The supply of homes will go up One reason prices went up at the start of 2013 was a drop in supply. However, the shortage began to ease in February, and a boost in new home construction, as well as increases in price, will bring both old and new homes to the market this year, bringing inventory closer to its historical levels.
Fewer homeowners will find themselves in the red Because values went up, almost 3 million homeowners found that they were no longer underwater in their loans in 2013. While more than 6 million homes nationwide were still underwater as 2013 came to a close, that number should continue to go down because of the increase in values. P Home values will go up 3 percent P This number changes depending on which analyst you ask. Some say 3 percent, some say about 5 percent, but everyone is predicting an increase. Some areas saw increases over 20 percent in the hottest areas in the country, but that sort of jump is not sustainable. Gains will continue to come in, but they will be slow and steady.
Mortgages will be easier to obtain When interest rates go up, loans are actually easier to get. When rates go up, people stop refinancing their loans. Lenders still need new business, so they have to compete for homebuyers. This is good news if you're shopping for a mortgage, because standards will tend to slip a little bit so that the lenders can get more business. The new rules about Qualified Mortgages still will apply, but it won't be as tough as you might think.

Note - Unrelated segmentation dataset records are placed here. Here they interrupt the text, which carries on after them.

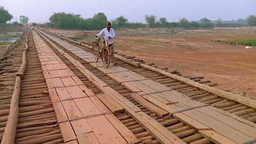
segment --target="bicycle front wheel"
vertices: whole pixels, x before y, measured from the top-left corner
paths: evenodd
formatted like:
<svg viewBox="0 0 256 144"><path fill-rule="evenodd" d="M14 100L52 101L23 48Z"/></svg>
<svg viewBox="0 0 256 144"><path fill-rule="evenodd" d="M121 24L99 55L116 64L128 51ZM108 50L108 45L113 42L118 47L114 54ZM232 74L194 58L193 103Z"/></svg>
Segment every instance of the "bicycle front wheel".
<svg viewBox="0 0 256 144"><path fill-rule="evenodd" d="M107 68L110 66L110 51L108 48L104 48L102 52L102 62L104 67Z"/></svg>
<svg viewBox="0 0 256 144"><path fill-rule="evenodd" d="M98 62L101 56L101 52L100 51L99 45L97 45L96 43L93 43L92 45L92 55L93 56L93 60L96 63Z"/></svg>

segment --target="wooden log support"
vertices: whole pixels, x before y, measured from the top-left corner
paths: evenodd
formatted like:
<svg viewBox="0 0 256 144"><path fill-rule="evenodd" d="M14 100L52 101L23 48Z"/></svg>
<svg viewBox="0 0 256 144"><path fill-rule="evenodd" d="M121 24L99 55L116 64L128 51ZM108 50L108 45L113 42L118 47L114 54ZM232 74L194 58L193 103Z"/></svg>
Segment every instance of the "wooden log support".
<svg viewBox="0 0 256 144"><path fill-rule="evenodd" d="M240 103L243 104L244 105L245 105L248 107L250 107L252 108L256 109L256 100L253 100L245 97L241 97L241 96L237 94L223 91L211 87L208 85L195 82L192 80L183 77L181 77L175 74L170 73L165 71L154 68L148 65L141 63L140 64L140 66L141 67L143 67L153 71L154 72L159 72L162 74L168 76L171 78L181 81L183 82L189 84L196 88L214 94L220 97L237 101Z"/></svg>
<svg viewBox="0 0 256 144"><path fill-rule="evenodd" d="M133 65L137 67L139 67L140 66L140 63L138 62L136 62L135 61L132 61L130 59L127 59L125 58L124 57L123 57L122 56L115 54L115 57L116 57L117 58L121 60L126 63L127 63L129 64Z"/></svg>
<svg viewBox="0 0 256 144"><path fill-rule="evenodd" d="M23 76L26 69L26 53L27 50L28 48L27 44L26 43L25 45L26 47L23 49L23 52L22 63L18 72L16 74L14 90L10 102L8 120L3 135L1 144L13 144L15 140L18 118L18 100L20 91L20 84L21 78Z"/></svg>

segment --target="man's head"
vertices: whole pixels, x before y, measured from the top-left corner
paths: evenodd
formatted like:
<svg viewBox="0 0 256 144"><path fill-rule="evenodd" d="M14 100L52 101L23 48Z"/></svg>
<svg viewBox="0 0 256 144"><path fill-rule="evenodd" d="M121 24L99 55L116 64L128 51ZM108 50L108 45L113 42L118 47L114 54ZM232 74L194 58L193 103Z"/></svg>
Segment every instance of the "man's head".
<svg viewBox="0 0 256 144"><path fill-rule="evenodd" d="M107 23L107 28L110 28L111 26L111 23L109 21L108 21Z"/></svg>

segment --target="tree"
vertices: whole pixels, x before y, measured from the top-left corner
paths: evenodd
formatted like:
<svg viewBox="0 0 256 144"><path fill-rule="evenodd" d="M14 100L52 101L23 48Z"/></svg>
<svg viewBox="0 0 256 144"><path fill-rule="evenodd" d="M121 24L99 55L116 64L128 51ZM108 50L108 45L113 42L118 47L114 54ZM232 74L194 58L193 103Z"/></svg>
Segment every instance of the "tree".
<svg viewBox="0 0 256 144"><path fill-rule="evenodd" d="M183 18L180 20L180 25L182 27L188 28L190 27L190 23L187 19Z"/></svg>
<svg viewBox="0 0 256 144"><path fill-rule="evenodd" d="M64 29L81 29L84 21L80 15L63 12L54 13L49 20L55 27Z"/></svg>
<svg viewBox="0 0 256 144"><path fill-rule="evenodd" d="M19 21L21 23L22 23L23 24L27 24L27 22L28 22L28 18L27 17L26 17L25 16L19 16Z"/></svg>
<svg viewBox="0 0 256 144"><path fill-rule="evenodd" d="M206 18L203 18L200 19L200 22L202 23L210 23L210 20Z"/></svg>
<svg viewBox="0 0 256 144"><path fill-rule="evenodd" d="M128 23L128 19L121 16L116 18L113 22L119 27L124 27Z"/></svg>
<svg viewBox="0 0 256 144"><path fill-rule="evenodd" d="M155 18L156 16L153 15L146 15L145 21L149 25L150 27L154 27L155 26Z"/></svg>
<svg viewBox="0 0 256 144"><path fill-rule="evenodd" d="M216 23L217 23L217 24L221 24L222 23L222 19L221 19L221 18L219 18L217 20L216 20Z"/></svg>
<svg viewBox="0 0 256 144"><path fill-rule="evenodd" d="M168 22L165 18L159 18L159 23L163 26L166 27L168 25Z"/></svg>
<svg viewBox="0 0 256 144"><path fill-rule="evenodd" d="M12 15L7 10L4 9L3 7L0 6L0 23L6 24L7 21L10 20L12 18Z"/></svg>
<svg viewBox="0 0 256 144"><path fill-rule="evenodd" d="M108 19L104 13L99 12L95 14L92 18L87 18L85 21L89 29L99 30L106 27Z"/></svg>
<svg viewBox="0 0 256 144"><path fill-rule="evenodd" d="M250 26L256 26L256 16L249 16L247 18L247 22Z"/></svg>
<svg viewBox="0 0 256 144"><path fill-rule="evenodd" d="M191 26L191 27L198 27L200 26L199 24L195 21L192 21L192 22L191 22L190 25Z"/></svg>

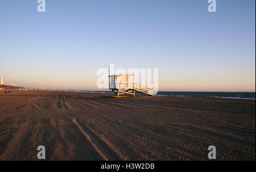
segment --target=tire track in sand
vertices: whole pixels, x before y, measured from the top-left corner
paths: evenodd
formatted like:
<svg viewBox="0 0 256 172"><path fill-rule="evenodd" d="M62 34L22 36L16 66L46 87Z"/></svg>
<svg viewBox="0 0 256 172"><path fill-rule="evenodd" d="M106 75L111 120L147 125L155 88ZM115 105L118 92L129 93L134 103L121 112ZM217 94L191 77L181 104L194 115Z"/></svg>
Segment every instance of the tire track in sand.
<svg viewBox="0 0 256 172"><path fill-rule="evenodd" d="M72 122L77 126L86 139L92 144L94 149L105 161L122 160L114 150L113 150L103 140L97 136L86 126L83 128L79 124L76 119Z"/></svg>

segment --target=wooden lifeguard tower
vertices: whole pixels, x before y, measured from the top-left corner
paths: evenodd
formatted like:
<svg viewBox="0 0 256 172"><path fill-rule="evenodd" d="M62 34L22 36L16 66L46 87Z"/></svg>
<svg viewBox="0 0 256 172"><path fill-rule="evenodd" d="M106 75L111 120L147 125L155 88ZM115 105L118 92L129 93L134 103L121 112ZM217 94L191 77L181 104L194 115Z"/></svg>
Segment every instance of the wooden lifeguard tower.
<svg viewBox="0 0 256 172"><path fill-rule="evenodd" d="M134 74L113 74L110 75L109 66L109 89L112 90L112 96L115 97L123 96L135 97L135 91L148 95L155 96L156 91L154 89L139 85L133 82Z"/></svg>

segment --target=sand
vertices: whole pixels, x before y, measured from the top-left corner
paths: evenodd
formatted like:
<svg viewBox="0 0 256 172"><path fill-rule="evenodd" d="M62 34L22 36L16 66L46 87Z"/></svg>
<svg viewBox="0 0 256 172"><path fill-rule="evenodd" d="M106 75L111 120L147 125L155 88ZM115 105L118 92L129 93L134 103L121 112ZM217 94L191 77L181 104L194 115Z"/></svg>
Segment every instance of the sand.
<svg viewBox="0 0 256 172"><path fill-rule="evenodd" d="M0 91L0 160L255 160L255 100Z"/></svg>

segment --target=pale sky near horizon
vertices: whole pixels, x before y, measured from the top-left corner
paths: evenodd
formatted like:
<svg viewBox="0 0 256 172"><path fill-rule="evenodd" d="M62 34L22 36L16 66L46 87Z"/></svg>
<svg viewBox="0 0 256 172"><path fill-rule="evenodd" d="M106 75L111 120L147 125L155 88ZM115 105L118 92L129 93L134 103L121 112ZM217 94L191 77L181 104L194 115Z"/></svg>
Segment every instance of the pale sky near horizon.
<svg viewBox="0 0 256 172"><path fill-rule="evenodd" d="M255 91L255 1L0 1L5 84L99 90L100 67L156 68L159 91ZM106 68L108 67L105 67ZM105 89L106 90L106 89Z"/></svg>

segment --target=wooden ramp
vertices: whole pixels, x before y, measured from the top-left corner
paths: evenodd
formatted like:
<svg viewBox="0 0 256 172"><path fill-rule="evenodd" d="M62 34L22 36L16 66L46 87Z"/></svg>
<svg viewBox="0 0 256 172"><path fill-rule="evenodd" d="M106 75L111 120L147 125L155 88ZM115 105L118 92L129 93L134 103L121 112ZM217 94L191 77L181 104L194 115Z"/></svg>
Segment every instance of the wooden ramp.
<svg viewBox="0 0 256 172"><path fill-rule="evenodd" d="M143 93L151 96L155 96L156 94L156 91L154 91L154 89L142 87L141 85L139 85L137 88L136 88L135 89L135 91L138 92Z"/></svg>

Home affordability will drop Even though price increases will slow a bit, it will be harder for people to afford to buy a house, because interest rates will go up. The problem isn't price or interest rate, though, as much as it is income. Housing costs are climbing more quickly than income. The Home Affordability Index, as calculated by the National Association of Realtors, hit a five-year low in 2013, and that trend is not expected to change this year.
A lot of Americans will move Because credit will be easier to get, more people will get out of their mortgages and prices will keep going up, a lot of Americans will move. However, they'll be headed to smaller houses in locations that are priced more reasonably. Because regulations are making it harder to get big loans, many people will move to less expensive cities like Austin, Houston, Atlanta, San Antonio, Raleigh, Portland, Richmond, and Fort Worth.
Home ownership will plummetFor the first time in 19 years, analysts predict that home ownership will drop below 65 percent in 2014. Because so many people bought homes in a bubble that was the product of easy mortgage rules and unlikely expectations of home price increases, that number had gone up over 70 percent. This is more of a correction than a real decline. As more adult children become independent and move into apartments, expect that rate to get closer to 60 percent in 2014.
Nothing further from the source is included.